I have just had the most amazing week in so many ways that my excitement is bubbling over, hehe.  Reason for this is that I wished one of my many online friends a Happy Birthday on Friday last week and he (Craig, you know who you are) then proceeded to offer me immense advice on blogging and setting-up my blog on this site 🙂 .  He explained that I should be blogging every time I see, meet or hear something about “risk” since that is my expertise.  Well, here goes my effort then.

So, what else made my week so spectacular?  Well, one call to a friend of mine (Mike B.) that led to a request to speak to a group of bankers, accountants, advisors, etc. and then an e-mail from another good friend of mine (Mike A.) to gauge my interest to speak for 1.25 hours early next year to a group of Managers and then a follow-up Skype message (Andy – No, not another Mike hehe) re another speech to a group of independent management advisors – this all on Friday!

I then proceeded to mentor another online friend (Victoria) who is making a career move from agent to commercial broker and I offered my years of experience and continuing guidance to assist her.  Even in the same geographic area, it is much easier to use phone/computer communication than managing the headaches derived from fighting traffic to meet face to face.

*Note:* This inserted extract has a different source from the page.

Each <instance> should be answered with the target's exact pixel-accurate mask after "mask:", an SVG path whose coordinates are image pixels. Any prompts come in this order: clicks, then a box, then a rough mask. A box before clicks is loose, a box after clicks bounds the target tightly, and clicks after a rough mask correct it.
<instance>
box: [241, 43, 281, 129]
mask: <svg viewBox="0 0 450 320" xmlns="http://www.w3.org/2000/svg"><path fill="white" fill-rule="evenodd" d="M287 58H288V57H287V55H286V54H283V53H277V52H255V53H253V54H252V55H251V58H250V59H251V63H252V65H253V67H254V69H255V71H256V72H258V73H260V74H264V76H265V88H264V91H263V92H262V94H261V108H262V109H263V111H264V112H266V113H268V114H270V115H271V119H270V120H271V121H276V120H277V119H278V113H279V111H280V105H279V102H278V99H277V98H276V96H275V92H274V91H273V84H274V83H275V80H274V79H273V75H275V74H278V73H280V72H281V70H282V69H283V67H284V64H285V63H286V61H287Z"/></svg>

What else has happened since Friday, then?  Well, I’ve been working with a management consultant friend of mine on his one client’s insurance requirements and ensuring that they’ve been met at affordable premiums.  I’ve provided two contacts’ names/info to another contact of mine who is in need of their services, been provided a list of 50 lenders by a new online connection (sure is nice to share contacts who can recommend me) so that my work during the next week will be quite busy in prospecting.

Well, you can see where my excitement originates from, correct?

What do I do, though?  I work in Risk Management – identifying and analyzing risks, controlling and financing risks.  My expertise is derived from nearly 20 years of Retail Commercial Banking and 20+ years of Insurance/Risk Management.  I work in the realm of Legal Contracts & Leases to Financial Statements through the spectrum of Property, Liability, Income and Human Resources and include Currency, FX, Interest Rate (yes, I did work in Banking), Employee Dishonesty, Media, Trade Credit, Business Continuity and Continuation Planning, Workers’ Compensation and Occupational Health & Safety – a broad spectrum.

Where do I spend the bulk of my time?  I review various Lenders’ Loan Agreements and Borrowers’ Insurance Policies for compliance with the terms/conditions of a Loan, recommending improved security where appropriate and knowing when a particular condition may be waived, as needed.  I even was called upon by a Lender during this week to recommend whether a loan condition for a “seismic report” be required or not – the Borrower already had Earthquake insurance and was located in a zone known to have activity so that I recommended the file be notated to never allow the Borrower to not include “quake” coverage on the policy.

As you can see, a busy and interesting week.  Not knowing when to curtail my comments, I will sign off now and be back later in the week to add something new.